Gut möglich also, dass das Buch von Gerhard Schwarz einfach zu spät kommt.
mrs meint
Ein Buch in Papierform lesen ist immer gut. Auch wenn es nur noch Melancholie aufleben lässt. Zurück in der Corona Realität hat manches Buch nur noch Melancholie-Charakter. Joel Dicker Bücher spielen da aber keine Rolle. Es ist reine Unterhaltung. Oder Haruki Murakami – „Wovon ich rede, wenn ich vom Laufen rede“. Auch dieses Buch ist zurück in der Realität kein Aufwachen. Man kann bestens laufen, während der Corona Zeit. Man kann sogar einen virtuellen Corona-Marathon laufen. (Je l’ai fait). Haruki hat mir höchstens Tipps gegeben, was man nicht tun soll, wenn man einen Marathon laufen will. Das ist aber auch nicht Corona Realitäts-Relevant. Corona-Freiheit wird richtigerweise nicht nur bei uns vom Staat diktiert. Das Rahmenabkommen wird gar vom Bundesrat monopolisiert, was aber weniger gut ist. Ich sage schon lange, wir sind bereit. Wir wollen abstimmen. Macht Euren Job in Bern, handelt bessere Lösungen für den Streit um die 3 Knackpunkte aus, unterzeichnet das ergötzliche Vertragswerk, sodass die SVP nach dem Durchwinken durch die beiden Kammern, das Referendum ergreifen kann! Denn, wir wollen endlich abstimmen, und dezentral entscheiden, ohne Föderalismus, wo wir hin wollen. Das haben die Briten getan, und wir wollen das nun endlich auch. Aber in Bern wird weiterhin gebummelt. Ist aber der Föderalismus dem Untergang geweiht? Ich denke nicht. Wir bekommen bald ein Impfzertifikat. Damit kann es los gehen, mit Konzerten, Parteiveranstaltungen und Fussballspielen. Lockerungen kommen auf uns zu, und das Leben wird wieder beginnen. Die Impfungen sind föderalistisch kantonal organisiert. Das Baselland ist schneller als Basel-Stadt, erstaunlicherweise. Der Föderalismus wird zu früh als untauglich abgeschrieben. Es sind sicherlich sehr junge Wähler, die damit nichts mehr anfangen können.
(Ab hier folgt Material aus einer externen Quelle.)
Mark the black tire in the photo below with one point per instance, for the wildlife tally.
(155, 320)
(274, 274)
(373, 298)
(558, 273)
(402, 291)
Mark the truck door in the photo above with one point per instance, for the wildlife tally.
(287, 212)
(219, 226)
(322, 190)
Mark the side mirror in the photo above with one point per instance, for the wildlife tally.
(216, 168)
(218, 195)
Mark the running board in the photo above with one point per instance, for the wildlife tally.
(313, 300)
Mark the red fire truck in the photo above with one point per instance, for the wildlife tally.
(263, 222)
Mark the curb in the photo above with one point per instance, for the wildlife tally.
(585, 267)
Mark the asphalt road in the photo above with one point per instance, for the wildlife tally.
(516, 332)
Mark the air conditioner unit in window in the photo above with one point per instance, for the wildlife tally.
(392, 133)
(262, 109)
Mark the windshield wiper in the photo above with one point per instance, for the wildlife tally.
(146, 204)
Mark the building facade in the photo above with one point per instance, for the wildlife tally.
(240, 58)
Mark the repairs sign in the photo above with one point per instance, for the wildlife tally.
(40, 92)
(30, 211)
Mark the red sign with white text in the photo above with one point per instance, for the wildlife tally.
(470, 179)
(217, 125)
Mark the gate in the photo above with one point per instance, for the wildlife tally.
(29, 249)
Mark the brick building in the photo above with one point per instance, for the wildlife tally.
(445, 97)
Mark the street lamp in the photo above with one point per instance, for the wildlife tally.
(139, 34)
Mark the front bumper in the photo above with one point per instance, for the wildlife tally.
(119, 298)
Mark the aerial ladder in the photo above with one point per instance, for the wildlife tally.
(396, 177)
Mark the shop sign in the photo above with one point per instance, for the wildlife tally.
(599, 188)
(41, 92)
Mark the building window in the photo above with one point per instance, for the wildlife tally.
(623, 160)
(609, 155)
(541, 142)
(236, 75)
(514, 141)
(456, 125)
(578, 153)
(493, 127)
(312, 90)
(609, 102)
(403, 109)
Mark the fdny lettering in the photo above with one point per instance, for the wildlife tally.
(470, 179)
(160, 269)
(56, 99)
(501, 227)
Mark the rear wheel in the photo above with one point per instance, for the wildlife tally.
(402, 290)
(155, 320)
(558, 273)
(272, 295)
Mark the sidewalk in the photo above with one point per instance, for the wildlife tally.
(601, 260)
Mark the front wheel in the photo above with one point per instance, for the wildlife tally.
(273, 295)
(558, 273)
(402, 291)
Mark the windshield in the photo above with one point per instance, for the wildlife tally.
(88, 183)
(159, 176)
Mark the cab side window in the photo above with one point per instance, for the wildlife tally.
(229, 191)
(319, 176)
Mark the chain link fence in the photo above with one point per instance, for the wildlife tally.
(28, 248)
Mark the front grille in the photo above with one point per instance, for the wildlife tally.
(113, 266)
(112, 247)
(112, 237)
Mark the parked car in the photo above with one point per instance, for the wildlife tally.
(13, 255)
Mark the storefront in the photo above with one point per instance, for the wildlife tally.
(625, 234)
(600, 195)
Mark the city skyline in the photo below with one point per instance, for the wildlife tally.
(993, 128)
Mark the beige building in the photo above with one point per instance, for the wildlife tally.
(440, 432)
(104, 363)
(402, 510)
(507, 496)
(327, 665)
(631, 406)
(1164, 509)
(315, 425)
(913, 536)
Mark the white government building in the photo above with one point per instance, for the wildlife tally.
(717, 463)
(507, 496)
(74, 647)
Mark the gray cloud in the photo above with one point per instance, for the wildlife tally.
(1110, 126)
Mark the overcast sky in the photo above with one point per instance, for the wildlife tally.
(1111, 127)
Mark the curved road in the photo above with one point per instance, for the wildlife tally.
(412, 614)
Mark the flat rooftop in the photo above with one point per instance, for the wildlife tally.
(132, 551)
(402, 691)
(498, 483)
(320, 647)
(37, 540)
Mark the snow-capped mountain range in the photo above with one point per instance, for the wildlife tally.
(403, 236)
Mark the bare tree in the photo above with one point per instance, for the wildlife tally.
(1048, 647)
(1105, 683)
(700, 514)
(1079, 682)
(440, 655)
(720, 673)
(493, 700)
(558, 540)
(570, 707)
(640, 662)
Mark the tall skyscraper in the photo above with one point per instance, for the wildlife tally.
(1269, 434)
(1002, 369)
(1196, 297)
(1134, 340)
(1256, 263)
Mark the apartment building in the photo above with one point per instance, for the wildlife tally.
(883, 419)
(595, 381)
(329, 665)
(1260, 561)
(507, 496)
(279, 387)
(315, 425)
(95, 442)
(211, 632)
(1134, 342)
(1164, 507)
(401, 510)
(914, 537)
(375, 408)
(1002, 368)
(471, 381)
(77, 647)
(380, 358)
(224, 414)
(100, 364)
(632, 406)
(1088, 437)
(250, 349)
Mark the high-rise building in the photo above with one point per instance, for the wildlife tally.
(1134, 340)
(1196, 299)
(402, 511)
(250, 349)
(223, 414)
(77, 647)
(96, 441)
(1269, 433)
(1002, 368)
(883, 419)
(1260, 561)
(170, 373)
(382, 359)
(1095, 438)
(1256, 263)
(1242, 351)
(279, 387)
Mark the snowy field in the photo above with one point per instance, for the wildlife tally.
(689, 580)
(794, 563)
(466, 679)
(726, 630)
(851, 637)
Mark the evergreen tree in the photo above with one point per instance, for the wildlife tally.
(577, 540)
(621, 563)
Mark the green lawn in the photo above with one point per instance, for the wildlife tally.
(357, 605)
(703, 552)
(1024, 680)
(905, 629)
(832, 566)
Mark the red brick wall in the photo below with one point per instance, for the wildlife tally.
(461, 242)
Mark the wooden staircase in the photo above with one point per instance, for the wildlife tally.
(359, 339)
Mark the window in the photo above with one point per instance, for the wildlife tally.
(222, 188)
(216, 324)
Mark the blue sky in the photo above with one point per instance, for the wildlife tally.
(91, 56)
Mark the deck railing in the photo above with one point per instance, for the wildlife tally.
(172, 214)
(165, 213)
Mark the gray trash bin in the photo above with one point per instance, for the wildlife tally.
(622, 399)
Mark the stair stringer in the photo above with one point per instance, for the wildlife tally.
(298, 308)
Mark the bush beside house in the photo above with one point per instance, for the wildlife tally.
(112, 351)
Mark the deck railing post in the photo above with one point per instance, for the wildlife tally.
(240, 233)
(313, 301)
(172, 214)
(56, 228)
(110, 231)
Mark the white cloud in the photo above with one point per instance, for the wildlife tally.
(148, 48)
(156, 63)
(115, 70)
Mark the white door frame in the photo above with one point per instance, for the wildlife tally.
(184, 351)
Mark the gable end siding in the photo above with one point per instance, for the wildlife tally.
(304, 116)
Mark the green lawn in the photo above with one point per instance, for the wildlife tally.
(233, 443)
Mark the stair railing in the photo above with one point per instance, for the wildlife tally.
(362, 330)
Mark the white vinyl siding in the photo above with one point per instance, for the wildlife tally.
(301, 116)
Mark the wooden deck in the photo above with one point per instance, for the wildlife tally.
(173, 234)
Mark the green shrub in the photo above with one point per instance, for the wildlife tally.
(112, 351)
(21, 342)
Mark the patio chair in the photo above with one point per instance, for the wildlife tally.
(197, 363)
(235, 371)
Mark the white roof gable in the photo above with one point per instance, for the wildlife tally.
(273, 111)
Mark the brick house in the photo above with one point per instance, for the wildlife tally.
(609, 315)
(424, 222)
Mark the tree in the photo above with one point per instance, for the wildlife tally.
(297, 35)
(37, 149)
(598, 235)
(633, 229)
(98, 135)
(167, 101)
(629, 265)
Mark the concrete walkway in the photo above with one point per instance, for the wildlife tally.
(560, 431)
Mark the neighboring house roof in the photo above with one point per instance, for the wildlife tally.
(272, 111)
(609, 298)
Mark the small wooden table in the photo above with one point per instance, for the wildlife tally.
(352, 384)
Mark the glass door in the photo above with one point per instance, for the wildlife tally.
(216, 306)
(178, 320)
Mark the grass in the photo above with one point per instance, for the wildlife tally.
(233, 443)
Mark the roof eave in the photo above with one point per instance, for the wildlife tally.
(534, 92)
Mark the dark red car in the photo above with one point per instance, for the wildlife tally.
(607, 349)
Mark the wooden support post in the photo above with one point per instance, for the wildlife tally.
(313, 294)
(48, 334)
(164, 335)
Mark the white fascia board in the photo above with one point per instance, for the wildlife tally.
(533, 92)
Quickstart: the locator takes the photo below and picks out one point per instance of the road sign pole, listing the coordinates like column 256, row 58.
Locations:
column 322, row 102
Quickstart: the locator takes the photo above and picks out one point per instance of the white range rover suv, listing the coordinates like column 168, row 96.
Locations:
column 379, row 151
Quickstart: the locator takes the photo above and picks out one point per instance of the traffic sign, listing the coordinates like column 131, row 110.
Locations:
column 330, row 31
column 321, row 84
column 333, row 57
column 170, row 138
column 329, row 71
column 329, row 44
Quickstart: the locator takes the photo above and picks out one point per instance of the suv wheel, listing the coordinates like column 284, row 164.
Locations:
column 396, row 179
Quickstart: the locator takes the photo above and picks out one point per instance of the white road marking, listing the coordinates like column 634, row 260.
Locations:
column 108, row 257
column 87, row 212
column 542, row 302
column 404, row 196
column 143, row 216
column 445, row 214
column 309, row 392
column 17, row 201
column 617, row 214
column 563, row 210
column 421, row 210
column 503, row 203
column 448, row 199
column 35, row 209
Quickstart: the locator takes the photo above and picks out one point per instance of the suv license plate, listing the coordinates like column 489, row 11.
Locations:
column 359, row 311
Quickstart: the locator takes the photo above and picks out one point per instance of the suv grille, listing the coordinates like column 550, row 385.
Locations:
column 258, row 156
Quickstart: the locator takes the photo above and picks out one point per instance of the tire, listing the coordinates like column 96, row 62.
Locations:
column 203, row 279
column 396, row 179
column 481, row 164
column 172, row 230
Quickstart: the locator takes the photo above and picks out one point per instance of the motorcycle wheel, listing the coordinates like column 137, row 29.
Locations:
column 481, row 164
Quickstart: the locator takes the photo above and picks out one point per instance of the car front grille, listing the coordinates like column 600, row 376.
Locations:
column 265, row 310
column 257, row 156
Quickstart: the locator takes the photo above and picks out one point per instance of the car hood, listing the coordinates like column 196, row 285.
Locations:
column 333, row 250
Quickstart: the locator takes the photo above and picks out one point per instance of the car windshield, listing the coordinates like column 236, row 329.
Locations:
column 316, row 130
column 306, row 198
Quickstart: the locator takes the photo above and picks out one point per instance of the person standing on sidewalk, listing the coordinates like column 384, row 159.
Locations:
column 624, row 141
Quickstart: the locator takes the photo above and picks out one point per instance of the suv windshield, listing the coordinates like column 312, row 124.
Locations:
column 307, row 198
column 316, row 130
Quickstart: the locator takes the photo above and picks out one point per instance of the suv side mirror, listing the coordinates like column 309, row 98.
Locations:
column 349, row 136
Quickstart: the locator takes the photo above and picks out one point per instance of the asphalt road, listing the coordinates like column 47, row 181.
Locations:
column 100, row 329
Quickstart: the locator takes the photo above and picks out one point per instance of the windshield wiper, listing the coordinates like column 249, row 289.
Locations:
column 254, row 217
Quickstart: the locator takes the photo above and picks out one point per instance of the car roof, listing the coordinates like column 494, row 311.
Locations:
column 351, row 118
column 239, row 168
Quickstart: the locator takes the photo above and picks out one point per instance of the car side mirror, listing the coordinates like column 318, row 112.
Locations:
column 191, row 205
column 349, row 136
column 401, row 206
Sind sie etwas älter, werden sie begreifen, was Föderalismus ist. Die Grünen sind auf dem Vormarsch. Bei denen ist Föderalismus ein Teil ihrer Identität. Bei der SP ebenfalls, und auch bei den Mitteparteien. Der Ständerat wird uns noch lange erhalten bleiben. Es gibt keine direkte oder indirekte Partei mit nur einer Kammer. Aber wie schon gesagt, es lohnt sich immer, Bücher in Papierform zu lesen. Auch wenn eine Partei mit sich selber kämpft, und in Erinnerungen schwelgt.
Chienbäsebärti meint
Was sollte der schon „im Schilde führen“? — da ist nichts. Sogar den Reset Knopf hat der vernuscht- Der könnte zu den Gedanken von +Franz Blankhard führen, zurück in eine Zeit als die FDP noch…. aber lassen wir das.
Gregor Stotz meint
Lieber Manfred, du schreibst:
„Eine Zeit also, als die FDP tatsächlich noch etwas zu sagen hatte und solches, meist Staatstragendes, mit dem Gütesiegel “Liberal” in die kleine grosse Welt der Schweizer Politik schicken konnte.“
Aber wo ist die FDP heute? Die Schweiz hat ein dringendes Problem: Wir müssen unser Verhältnis mit unseren Nachbarn (d.H. EU) klären und auf einen vernünftigen Nenner bringen. Aber ich weiss wirklich nicht was unser Aussenminister im Schilde führt. Eigentlich wäre dies einer seiner Kernaufgaben (und nicht ein Treffen zwischen Biden und Putin zu organisieren) Du hast sicher einen besseren Einblick in die FDP und die Gedankengänge von Herrn Cassis. Wieso geht er nicht nach Brüssel (kai Lust?) Kannst du mir weiterhelfen?
M.M. meint
Vielleicht erleben wir einen Blocher/Kaiseraugst-Moment.
Falls ja, dann war es gut, dass der SVP-Mann alleine hinfuhr.
Ich meine, was immer kommt, ein SVP-Mann trägt jetzt alle Verantwortung.